Kim bilir sevginin ne çok çeşidi vardır?..
en küçüğü katledilmekten vazgeçilemeyen,
doğa sevgisi!..
Aşkla bir araya geldiğinde, en masum olanı insan sevgisi,
bu sevginin hikâyesini iki kişiden başka kimse bilemez…
En zavallı ve masum gözükeni doğa sevgisidir aslında.
Ama aynı zamanda en çok ihanete uğrayan ve çaresizce
dillerden dillere dolaşan, herkesin bildiği halde,
bilmezden geldiği sevginin hikayesidir bu.
***
Oysa her ihanetin bir bedeli yok mu?..
Dünya’da bir milyardan fazla insan su sıkıntısı çekiyor.

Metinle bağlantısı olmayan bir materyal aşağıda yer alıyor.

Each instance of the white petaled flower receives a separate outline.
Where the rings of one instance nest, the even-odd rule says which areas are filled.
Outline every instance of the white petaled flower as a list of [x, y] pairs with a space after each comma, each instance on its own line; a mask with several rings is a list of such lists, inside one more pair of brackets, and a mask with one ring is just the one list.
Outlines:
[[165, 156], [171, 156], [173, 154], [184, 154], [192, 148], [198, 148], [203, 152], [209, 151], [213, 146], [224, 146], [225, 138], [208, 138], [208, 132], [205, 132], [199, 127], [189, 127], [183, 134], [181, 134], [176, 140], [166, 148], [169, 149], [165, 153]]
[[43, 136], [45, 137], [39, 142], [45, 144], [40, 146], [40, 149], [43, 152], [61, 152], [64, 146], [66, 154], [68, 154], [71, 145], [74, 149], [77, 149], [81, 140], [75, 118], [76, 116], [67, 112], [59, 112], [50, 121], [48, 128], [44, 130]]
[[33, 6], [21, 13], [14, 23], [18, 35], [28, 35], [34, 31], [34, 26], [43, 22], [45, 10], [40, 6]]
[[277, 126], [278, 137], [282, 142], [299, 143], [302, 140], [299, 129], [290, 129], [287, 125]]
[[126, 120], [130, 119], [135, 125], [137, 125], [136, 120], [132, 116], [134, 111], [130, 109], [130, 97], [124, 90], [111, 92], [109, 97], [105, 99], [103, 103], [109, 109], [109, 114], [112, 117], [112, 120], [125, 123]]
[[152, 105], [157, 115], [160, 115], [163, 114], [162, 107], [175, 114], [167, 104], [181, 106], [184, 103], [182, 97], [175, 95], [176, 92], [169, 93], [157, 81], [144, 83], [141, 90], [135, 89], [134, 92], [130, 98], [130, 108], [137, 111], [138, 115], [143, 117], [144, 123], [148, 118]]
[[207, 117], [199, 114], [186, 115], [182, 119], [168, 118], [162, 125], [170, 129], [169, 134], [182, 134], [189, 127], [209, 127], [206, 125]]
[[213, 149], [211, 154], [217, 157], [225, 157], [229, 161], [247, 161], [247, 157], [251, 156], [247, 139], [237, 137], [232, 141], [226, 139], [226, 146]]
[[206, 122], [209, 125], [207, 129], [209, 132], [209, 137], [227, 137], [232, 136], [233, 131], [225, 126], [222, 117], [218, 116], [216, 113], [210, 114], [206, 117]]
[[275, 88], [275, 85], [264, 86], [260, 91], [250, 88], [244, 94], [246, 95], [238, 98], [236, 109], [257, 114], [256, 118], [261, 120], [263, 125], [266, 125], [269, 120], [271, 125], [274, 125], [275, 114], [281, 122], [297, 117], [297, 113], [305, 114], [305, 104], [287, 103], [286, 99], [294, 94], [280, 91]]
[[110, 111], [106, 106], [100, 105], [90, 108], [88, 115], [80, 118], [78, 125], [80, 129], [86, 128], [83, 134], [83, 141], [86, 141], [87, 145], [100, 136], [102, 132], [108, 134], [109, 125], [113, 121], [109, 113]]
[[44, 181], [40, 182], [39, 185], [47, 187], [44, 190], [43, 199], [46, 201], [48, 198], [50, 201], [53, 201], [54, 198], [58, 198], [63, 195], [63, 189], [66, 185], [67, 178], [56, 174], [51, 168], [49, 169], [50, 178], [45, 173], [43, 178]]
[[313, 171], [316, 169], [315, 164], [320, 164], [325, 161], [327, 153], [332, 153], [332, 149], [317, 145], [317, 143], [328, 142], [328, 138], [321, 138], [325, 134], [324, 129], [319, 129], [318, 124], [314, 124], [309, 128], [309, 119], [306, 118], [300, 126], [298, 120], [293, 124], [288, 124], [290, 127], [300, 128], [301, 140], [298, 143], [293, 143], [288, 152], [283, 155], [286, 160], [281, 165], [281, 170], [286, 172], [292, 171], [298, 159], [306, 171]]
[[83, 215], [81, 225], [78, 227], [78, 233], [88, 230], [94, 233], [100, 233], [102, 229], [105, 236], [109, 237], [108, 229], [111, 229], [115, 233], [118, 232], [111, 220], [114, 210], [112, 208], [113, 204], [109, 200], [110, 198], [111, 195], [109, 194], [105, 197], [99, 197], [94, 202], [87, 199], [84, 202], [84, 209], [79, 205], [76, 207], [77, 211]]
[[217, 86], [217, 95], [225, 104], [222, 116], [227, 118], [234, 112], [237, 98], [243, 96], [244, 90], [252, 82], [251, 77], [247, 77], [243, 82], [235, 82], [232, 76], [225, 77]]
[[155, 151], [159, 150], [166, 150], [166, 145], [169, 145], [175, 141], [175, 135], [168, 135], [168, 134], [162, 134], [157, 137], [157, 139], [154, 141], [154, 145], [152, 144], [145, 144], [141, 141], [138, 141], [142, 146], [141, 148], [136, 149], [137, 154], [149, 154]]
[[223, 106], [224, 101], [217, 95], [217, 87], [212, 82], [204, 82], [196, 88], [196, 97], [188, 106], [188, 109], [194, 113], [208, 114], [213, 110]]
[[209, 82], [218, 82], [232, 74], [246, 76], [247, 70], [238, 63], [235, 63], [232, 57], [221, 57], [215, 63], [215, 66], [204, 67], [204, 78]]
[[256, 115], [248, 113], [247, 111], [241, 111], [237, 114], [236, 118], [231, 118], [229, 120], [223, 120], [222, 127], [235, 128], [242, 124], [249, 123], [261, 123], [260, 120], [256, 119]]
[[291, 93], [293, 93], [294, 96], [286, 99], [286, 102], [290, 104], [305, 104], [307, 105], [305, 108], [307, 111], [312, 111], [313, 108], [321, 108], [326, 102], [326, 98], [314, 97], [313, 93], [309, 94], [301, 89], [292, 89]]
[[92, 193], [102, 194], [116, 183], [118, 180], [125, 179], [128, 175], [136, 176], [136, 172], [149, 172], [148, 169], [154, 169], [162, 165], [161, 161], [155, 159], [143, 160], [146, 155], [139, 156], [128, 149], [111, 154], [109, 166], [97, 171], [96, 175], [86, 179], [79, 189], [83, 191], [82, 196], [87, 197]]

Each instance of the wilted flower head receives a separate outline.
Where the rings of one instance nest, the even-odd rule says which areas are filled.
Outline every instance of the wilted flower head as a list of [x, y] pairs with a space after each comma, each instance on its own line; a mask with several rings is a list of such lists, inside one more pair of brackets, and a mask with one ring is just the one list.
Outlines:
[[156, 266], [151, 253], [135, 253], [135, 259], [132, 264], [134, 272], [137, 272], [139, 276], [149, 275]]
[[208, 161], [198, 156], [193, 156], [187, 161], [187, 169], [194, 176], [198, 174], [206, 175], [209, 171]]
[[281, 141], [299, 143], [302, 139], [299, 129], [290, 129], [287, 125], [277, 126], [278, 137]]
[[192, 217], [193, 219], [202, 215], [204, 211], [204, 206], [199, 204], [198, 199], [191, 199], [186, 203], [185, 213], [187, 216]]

Birleşmiş Milletler Gıda ve Tarım Örgütü,
artan su kıtlığının ciddi etkilerine karşı uyarıda bulundu.
2020 Gıda ve Tarım Raporu’na göre dünya genelinde,
bir milyar 200 milyon insan su sıkıntısı ile karşı karşıya.
Su kıtlığının yaşandığı bölgelerde yaşamın olumsuz etkilendiğine
işaret edilen raporda, bu bölgelerdeki çok sayıda kişinin
evini, yurdunu terk etmek zorunda kaldığı belirtiliyor.
***
Doğaya ihanet eden mağdur olamaz düşüncesi yer etmiş bazı kafalarda,
‘Cehalet!’ demek kolay!..
Cahil gözüyle baktıkların sahip çıkıyor deresine, toprağına, köyüne.
Sorun yanınızdakine hiç doğaya ihanet ettin mi?..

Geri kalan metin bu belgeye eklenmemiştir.